Re: Roadmap for FE/BE protocol redesign

From: Barry Lind <blind(at)xythos(dot)com>
To: Tom Lane <tgl(at)sss(dot)pgh(dot)pa(dot)us>
Cc: pgsql-hackers(at)postgreSQL(dot)org
Subject: Re: Roadmap for FE/BE protocol redesign
Date: 2003-03-12 08:06:51
Message-ID: 3E6EEA9B.3050201@xythos.com
Views: Raw Message | Whole Thread | Download mbox | Resend email
Thread:
Lists: pgsql-hackers pgsql-interfaces


> * Backend should pass its version number, database encoding, default
> client encoding, and possibly other data (any ideas?) to frontend during
> startup, to avoid need for explicit queries to get this info. We could
> also consider eliminating SET commands sent by libpq in favor of adding
> variable settings to startup packet's PGOPTIONS field. Ideally we could
> get back to the point where a standard connection startup takes only one
> packet in each direction.

This handles the JDBC needs (currently on startup the jdbc driver
selects the database encoding and version number and sets the datestyle
and autocommit parameters).

One addition I would personally like to see (it comes up in my apps
code) is the ability to detect wheather the server is big endian or
little endian. When using binary cursors this is necessary in order to
read int data. Currently I issue a 'select 1' statement at connection
startup to determine what format the server is using.
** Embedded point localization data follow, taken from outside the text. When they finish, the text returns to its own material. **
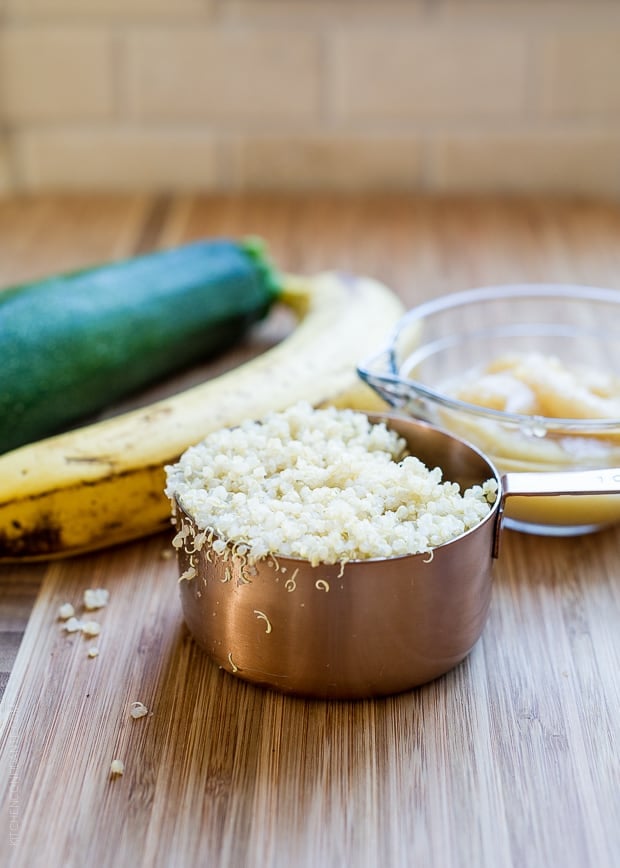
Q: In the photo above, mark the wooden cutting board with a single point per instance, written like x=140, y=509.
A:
x=509, y=760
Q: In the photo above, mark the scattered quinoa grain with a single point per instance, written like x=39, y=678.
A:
x=91, y=628
x=137, y=710
x=96, y=598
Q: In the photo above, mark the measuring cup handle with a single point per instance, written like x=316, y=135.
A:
x=601, y=481
x=552, y=484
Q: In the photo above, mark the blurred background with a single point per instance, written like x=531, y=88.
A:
x=366, y=95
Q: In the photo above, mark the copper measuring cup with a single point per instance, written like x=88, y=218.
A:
x=372, y=627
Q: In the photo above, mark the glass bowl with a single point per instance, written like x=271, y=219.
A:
x=565, y=341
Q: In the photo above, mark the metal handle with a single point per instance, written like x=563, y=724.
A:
x=524, y=484
x=603, y=481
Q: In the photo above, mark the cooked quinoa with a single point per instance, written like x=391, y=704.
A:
x=324, y=485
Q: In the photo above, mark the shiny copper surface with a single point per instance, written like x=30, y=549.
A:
x=372, y=628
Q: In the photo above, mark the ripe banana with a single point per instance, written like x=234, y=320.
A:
x=103, y=484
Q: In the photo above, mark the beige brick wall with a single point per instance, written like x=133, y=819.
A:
x=445, y=95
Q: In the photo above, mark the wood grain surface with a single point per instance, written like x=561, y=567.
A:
x=512, y=759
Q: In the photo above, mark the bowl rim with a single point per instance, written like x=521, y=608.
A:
x=391, y=382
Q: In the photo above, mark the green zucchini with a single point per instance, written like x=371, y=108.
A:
x=73, y=344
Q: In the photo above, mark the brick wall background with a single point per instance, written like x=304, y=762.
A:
x=433, y=95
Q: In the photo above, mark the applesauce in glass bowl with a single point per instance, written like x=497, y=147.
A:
x=529, y=374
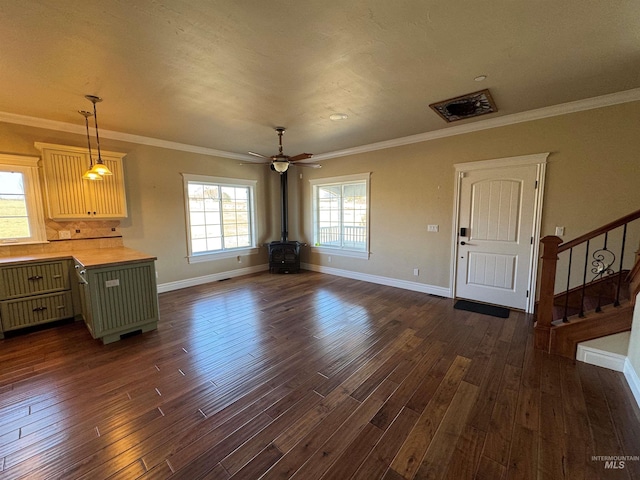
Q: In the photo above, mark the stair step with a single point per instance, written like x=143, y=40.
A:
x=608, y=352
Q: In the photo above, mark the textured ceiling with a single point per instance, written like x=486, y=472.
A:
x=222, y=73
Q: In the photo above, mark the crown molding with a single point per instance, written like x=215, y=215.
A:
x=626, y=96
x=113, y=135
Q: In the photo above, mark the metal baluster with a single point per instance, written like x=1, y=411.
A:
x=601, y=274
x=584, y=280
x=566, y=295
x=624, y=239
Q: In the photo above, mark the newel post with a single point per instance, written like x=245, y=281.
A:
x=544, y=316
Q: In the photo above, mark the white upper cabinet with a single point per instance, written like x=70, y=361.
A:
x=68, y=196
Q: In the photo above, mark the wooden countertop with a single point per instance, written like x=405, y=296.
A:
x=93, y=258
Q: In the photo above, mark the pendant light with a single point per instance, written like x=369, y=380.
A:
x=100, y=168
x=89, y=174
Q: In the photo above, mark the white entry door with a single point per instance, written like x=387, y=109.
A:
x=496, y=224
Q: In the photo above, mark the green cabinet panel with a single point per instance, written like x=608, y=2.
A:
x=33, y=278
x=29, y=311
x=119, y=299
x=34, y=293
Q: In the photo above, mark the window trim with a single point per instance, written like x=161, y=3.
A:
x=28, y=166
x=227, y=182
x=341, y=180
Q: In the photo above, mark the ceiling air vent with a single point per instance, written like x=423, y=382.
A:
x=465, y=106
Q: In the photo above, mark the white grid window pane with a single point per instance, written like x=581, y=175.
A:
x=220, y=217
x=341, y=215
x=14, y=218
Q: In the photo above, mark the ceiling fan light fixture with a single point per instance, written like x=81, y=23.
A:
x=280, y=166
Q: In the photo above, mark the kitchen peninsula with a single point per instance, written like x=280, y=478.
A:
x=112, y=289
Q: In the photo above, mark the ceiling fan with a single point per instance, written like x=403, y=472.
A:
x=280, y=162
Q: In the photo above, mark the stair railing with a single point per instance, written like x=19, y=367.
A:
x=599, y=263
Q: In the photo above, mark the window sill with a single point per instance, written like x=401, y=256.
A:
x=209, y=257
x=341, y=252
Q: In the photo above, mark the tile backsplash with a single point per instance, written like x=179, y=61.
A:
x=60, y=246
x=81, y=229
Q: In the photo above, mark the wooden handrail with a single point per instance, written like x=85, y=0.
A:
x=552, y=246
x=599, y=231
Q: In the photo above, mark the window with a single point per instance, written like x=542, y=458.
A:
x=21, y=217
x=341, y=215
x=220, y=217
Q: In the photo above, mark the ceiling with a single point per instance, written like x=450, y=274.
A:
x=221, y=74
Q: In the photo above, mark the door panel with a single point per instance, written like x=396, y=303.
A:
x=497, y=209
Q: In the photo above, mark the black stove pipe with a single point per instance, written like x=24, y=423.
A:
x=284, y=210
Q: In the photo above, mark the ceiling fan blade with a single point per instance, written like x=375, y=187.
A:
x=302, y=156
x=259, y=155
x=312, y=165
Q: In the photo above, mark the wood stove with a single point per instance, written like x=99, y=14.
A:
x=284, y=255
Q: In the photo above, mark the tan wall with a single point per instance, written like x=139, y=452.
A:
x=591, y=179
x=634, y=341
x=156, y=222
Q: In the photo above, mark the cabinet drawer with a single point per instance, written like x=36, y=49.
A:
x=35, y=310
x=33, y=278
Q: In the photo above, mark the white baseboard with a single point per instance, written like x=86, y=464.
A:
x=214, y=277
x=632, y=380
x=601, y=358
x=390, y=282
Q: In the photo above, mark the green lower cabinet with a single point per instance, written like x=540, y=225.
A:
x=30, y=311
x=118, y=300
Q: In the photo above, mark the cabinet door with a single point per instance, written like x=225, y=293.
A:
x=67, y=194
x=71, y=197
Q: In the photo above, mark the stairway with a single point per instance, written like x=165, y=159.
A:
x=596, y=307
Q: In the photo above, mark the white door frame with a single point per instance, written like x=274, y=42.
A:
x=539, y=159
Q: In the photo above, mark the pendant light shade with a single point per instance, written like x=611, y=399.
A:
x=100, y=168
x=89, y=174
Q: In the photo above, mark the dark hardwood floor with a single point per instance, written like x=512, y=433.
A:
x=309, y=376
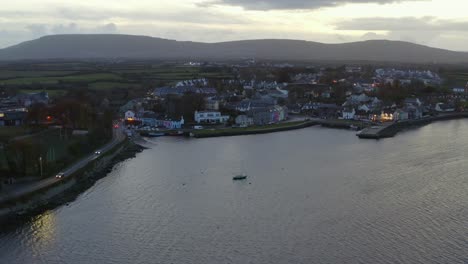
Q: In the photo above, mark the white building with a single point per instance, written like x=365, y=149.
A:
x=210, y=117
x=129, y=115
x=349, y=114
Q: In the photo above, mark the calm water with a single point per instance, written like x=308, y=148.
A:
x=313, y=196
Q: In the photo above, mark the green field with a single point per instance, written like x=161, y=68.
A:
x=111, y=85
x=84, y=78
x=9, y=74
x=455, y=79
x=53, y=93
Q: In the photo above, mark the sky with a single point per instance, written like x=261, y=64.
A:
x=436, y=23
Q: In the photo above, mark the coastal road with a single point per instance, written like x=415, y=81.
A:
x=118, y=137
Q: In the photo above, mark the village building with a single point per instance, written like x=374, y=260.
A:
x=210, y=117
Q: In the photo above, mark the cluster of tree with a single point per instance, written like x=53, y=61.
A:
x=177, y=106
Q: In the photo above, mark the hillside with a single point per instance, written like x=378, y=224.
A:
x=127, y=46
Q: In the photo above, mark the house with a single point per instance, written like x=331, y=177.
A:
x=459, y=90
x=212, y=104
x=361, y=115
x=348, y=113
x=12, y=117
x=130, y=115
x=181, y=90
x=171, y=124
x=244, y=121
x=400, y=115
x=150, y=118
x=247, y=105
x=210, y=117
x=414, y=112
x=29, y=99
x=364, y=108
x=441, y=107
x=268, y=115
x=413, y=101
Other things I would like to see to help jdbc:

1) More information about the attributes selected in a query (I see
there is an entire thread on this already) to minimize the work
necessary to implement updateable result sets as defined by the jdbc spec.

2) Better support for domains. Currently the jdbc driver is broken with
regards to domains (although no one has reported this yet). The driver
will treat a datatype that is a domain as an unknown/unsupported
datatype. It would be great if the T response included the 'base'
datatype for a domain attribute so that the driver would know what
parsing routines to call to convert to/from the text representation the
backend expects.

3) Protocol level support for CURSORs. It would be nice if cursor
support was done at the protocol level and not as a SQL command. The
current default behavior of returning all results from a query in the
query response message is often a problem (can easily lead to out of
memory problems for poorly written queries). So it is desirable to use
cursors. But with the current implementation in SQL, cursors are not
the appropriate choice if a query is only going to return one or a few
rows. The reason is that using a cursor requires a minimum of three SQL
statements: DECLARE, FETCH, CLOSE. The jdbc driver issues the DECLARE
and FETCH in one server call, but the CLOSE needs to be a second call.
Thus for simple one row selects (which in many cases are the majority of
selects issued) using CURSORS requires two roundtrips to the server vs.
one for the nonCursor case.
This leaves me with a problem in the jdbc driver, I can either use
standard fast/performant queries for single row selects that blowup with
out of memory errors for large results, or I can use cursors and avoid
large memory usage but hurt overall performance. What I have currently
done is require that the developer call an extra method to turn on the
use of cursors when they know that the cursor is going to return a large
number of rows and leave the default be the non-cursor case. This works
but requires that developers who are writing code to interact with
multiple different databases, code differently for the postgres jdbc
driver. And this is a problem since one of the goals of jdbc is to be
able to write code that works against multiple different databases.
So I would request the ability of the client to set a max rows parameter
for query results. If a query were to return more than the max
number of rows, the client would be given a handle (essentially a cursor
name) that it could use to fetch additional sets of rows.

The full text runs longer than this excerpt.